Politics, Difference, and Evangelical Ethno-Anthropology
There has been a talk, both before and after this recent 2016 American Presidential election, about race and evangelicalism. It’s no secret that according to exit polls, Trump won fourth-fifths of the white evangelical vote. This fact has to be balanced by the fact that there are plenty of evangelical leaders and laypeople who were critical of Trump. So, it is hard to say that support for a figure like Trump is baked into American evangelicalism, but it is also hard to say that it is not present at all, and that support is entirely a contingent factor and not somehow facilitated by some set of evangelical sensibilities, concepts, and practice.
The phenomenon of evangelical support for Trump is important for the obvious reason of political coalition support and maintenance, and I think that it is also important for evangelical self-reflection as well. But, as I’m a social scientist and not a politician or an evangelical, I believe that it is the importance of this phenomenon for social theory that I can best address. There are two questions on this front that stand out in relief.

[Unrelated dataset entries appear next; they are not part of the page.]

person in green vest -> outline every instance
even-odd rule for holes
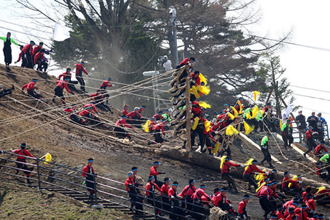
[[[8,72],[10,71],[10,68],[9,67],[9,65],[12,63],[12,47],[11,44],[12,43],[16,44],[16,45],[19,45],[17,43],[16,43],[14,39],[10,38],[11,34],[10,32],[7,33],[7,36],[0,36],[0,39],[3,40],[4,42],[3,44],[3,55],[5,56],[5,64],[6,64],[6,69]]]
[[[274,168],[274,166],[272,164],[272,157],[269,151],[270,146],[268,145],[268,138],[270,137],[270,133],[267,133],[266,135],[261,140],[261,152],[263,153],[263,160],[261,164],[263,164],[263,162],[267,161],[270,164],[270,168]]]
[[[294,137],[292,137],[292,128],[290,126],[291,120],[289,119],[287,120],[287,122],[282,126],[282,139],[284,142],[284,148],[285,150],[287,147],[291,146],[291,144],[294,142]],[[289,144],[288,144],[289,142]]]
[[[325,181],[328,182],[329,179],[330,179],[330,154],[328,152],[327,153],[324,154],[323,157],[320,158],[320,162],[324,162],[326,166],[325,168],[327,169],[327,171],[328,171],[328,176],[327,178],[325,178]]]

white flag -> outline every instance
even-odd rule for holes
[[[287,116],[289,117],[289,115],[290,114],[290,113],[292,112],[292,108],[291,107],[290,101],[287,102],[287,107],[285,113],[287,113]]]
[[[54,29],[53,40],[56,41],[63,41],[70,37],[69,29],[65,26],[62,26],[58,23],[55,24]]]

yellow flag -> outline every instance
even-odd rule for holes
[[[253,126],[250,126],[246,122],[243,122],[243,124],[244,124],[244,129],[245,130],[245,134],[247,135],[250,133],[254,129]]]
[[[220,159],[221,164],[220,164],[220,168],[222,169],[222,166],[223,166],[223,163],[225,162],[225,160],[227,156],[222,156]]]
[[[147,120],[144,124],[142,124],[142,129],[146,133],[149,133],[149,124],[150,124],[150,120]]]
[[[239,113],[241,114],[243,113],[242,103],[241,103],[240,100],[238,100],[237,102],[239,103]]]
[[[210,131],[210,126],[211,126],[211,123],[208,120],[205,121],[204,122],[204,126],[205,126],[205,130],[208,132]]]
[[[256,101],[256,97],[260,95],[260,91],[253,91],[253,95],[254,96],[254,102]]]
[[[201,85],[200,87],[198,87],[198,91],[201,92],[205,96],[208,96],[210,90],[210,87],[208,85],[207,86]]]
[[[211,107],[211,106],[206,102],[199,101],[199,104],[201,107],[203,107],[204,109],[208,109]]]
[[[237,110],[236,110],[235,108],[234,108],[232,106],[230,107],[230,108],[234,111],[234,116],[235,118],[237,118],[239,116],[239,113],[237,112]]]
[[[205,83],[204,85],[206,85],[206,84],[208,84],[208,79],[205,78],[205,76],[203,76],[201,73],[199,73],[199,78],[201,79],[201,82]]]
[[[227,113],[227,114],[228,115],[229,117],[230,117],[231,120],[235,119],[235,116],[234,116],[231,113],[228,112]]]
[[[50,155],[50,153],[46,153],[45,156],[45,162],[44,162],[45,164],[47,164],[48,162],[50,162],[52,161],[52,155]]]
[[[236,135],[239,133],[239,131],[236,130],[235,128],[232,126],[232,125],[229,125],[226,129],[226,134],[229,136]]]

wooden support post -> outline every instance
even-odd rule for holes
[[[188,70],[186,69],[188,73]],[[187,143],[186,149],[187,151],[191,151],[191,112],[190,112],[190,78],[189,74],[186,78],[186,129],[187,131]]]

The first is what is it that caused the lion’s share of evangelicals to fall behind Trump; as of now, there is plenty of informed and uninformed speculation on this point being produced at the present moment. This first question is an important one, but I think it is the second question that is more subtle, and is a prerequisite for thinking this first question through with any degree of success. The other question is how is it possible for two sets of evangelicals (those that voted for Trump and those that did not) to both articulate their views in the same evangelical paradigm. This bifurcation of opinions, both expressed through the same paradigm, is not something new: leading up to and during the civil war, for instance, both Northern and Southern evangelicals found religious warrants for their vying positions. But the fact that this simultaneous bifurcation of opinion but unity in logic has happened before does not tell us how it happened, with how meaning here what are the features of evangelical thought and practice that facilitate such different expressions?